From the outside, your life looks like a success story.
You're living abroad. You have a good job. You travel. You send money home. When family calls, you talk about the weather there, how busy work is, a recent holiday. Everything sounds fine.
And yet — there's something underneath all of it that you don't quite say out loud. A loneliness that's hard to name. A sense of being between two worlds and fully belonging to neither. Some days, a quiet grief for a life you can't fully return to.
And you don't ask for help. Because how could you? You're the one who made it.
The trap of being the success story
There's an invisible script that comes with leaving India. You left for better opportunities. Your family made sacrifices. You worked hard. And it worked. So you're supposed to be grateful, not struggling.
That story is real. And it sits on your chest every time you feel something difficult, because you don't feel like you've earned the right to struggle.
That thought — some version of it — is one of the most common things people say before they finally reach out. And it's worth saying plainly: choosing a good life and struggling emotionally are not mutually exclusive. You can have both. Many people do.
The particular loneliness of being between two worlds
When you live abroad long enough, something shifts. You go back to India and feel slightly out of step — the city has changed, your friends have moved on, your parents look older. You feel it: you don't quite fit the way you used to.
But you don't fully fit where you are either. You work with people who grew up here. The cultural references are different. The way people talk about family is different. You laugh along at the right moments, but there are whole rooms inside you they've never seen.
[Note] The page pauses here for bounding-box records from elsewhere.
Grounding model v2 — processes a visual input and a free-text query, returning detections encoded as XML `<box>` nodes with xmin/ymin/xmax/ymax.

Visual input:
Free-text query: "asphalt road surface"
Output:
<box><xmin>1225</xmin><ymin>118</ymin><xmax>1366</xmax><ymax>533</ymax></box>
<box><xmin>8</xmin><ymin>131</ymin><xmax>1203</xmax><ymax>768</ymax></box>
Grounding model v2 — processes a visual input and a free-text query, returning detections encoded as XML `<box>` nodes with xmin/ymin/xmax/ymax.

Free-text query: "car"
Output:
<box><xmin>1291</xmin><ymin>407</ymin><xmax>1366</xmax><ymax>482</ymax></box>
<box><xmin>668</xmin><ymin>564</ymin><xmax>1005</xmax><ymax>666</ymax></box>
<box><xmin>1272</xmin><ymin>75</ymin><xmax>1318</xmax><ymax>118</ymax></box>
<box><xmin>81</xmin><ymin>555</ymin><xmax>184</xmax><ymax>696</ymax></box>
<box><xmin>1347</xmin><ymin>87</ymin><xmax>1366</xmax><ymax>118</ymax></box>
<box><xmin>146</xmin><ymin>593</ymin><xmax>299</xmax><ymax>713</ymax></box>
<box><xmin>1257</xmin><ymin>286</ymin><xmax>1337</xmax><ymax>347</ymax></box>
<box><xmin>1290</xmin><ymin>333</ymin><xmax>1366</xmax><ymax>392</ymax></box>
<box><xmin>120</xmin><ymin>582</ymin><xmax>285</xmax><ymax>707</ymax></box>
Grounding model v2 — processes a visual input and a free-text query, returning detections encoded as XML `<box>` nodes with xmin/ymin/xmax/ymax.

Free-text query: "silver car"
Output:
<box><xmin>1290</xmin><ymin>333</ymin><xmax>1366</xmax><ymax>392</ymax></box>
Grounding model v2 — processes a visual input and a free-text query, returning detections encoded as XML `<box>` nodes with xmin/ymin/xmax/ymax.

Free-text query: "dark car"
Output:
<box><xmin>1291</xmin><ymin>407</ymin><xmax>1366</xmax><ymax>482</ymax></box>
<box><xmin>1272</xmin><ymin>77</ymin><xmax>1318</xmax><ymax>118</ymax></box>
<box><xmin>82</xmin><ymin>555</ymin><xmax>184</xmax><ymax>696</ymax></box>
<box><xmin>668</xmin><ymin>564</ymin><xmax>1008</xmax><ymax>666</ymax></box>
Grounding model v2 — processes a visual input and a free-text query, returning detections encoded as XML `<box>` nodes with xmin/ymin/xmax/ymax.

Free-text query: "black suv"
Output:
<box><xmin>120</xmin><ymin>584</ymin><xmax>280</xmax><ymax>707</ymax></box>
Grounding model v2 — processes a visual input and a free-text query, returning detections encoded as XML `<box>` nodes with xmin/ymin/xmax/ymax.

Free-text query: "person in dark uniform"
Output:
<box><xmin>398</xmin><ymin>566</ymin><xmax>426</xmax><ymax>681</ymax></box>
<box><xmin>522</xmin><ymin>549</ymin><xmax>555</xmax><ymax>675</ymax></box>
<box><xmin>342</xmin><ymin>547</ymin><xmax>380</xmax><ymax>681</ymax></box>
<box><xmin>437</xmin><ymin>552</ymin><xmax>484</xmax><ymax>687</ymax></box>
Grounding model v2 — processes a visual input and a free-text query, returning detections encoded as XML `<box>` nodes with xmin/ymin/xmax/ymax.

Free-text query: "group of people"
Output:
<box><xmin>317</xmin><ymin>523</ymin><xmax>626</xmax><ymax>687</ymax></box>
This in-between-ness is real. It has a name — third culture experience — and it's one of the lonelier places to live, even when your calendar is full.
The family WhatsApp group, and how you actually are
You know the one. The group where someone posts a good morning message every single day. Where someone's child's achievement gets celebrated. Where the family trip photos go. Where, on your birthday, thirty people send cake emojis.
And then you put your phone down, and you're alone in your flat at 11pm on a Tuesday, and no one in that group knows anything about what your life actually feels like right now.
That gap — between the curated version and the real one — gets exhausting to maintain.
The weight of aging parents from a distance
This one doesn't get talked about enough. The guilt of not being there. The helplessness when something goes wrong and you can't get on a flight quickly enough. The slow accumulation of missing — missed festivals, missed illnesses, missed ordinary Sundays.
You carry this quietly. It's not something you can say at work. It's not something you always want to unpack on a video call home. So it just sits with you.
What therapy can actually help with, for NRIs
Therapy with someone who understands the NRI experience isn't about being told your feelings make sense (though that helps). It's about having space — real, confidential space — to say all the things you edit out of every other conversation.
Sessions can happen over video, in a timezone that works for you. In English, or in Hindi, or in a mix of both — whatever lets you say what you actually mean. There's no pressure to have a clear problem. Feeling unmoored is enough.
You don't need to be in crisis. You don't need to be falling apart. Feeling disconnected, or quietly exhausted, or like you've lost touch with who you were — that's enough to start.
You've worked hard to build a life abroad. You deserve support in living it.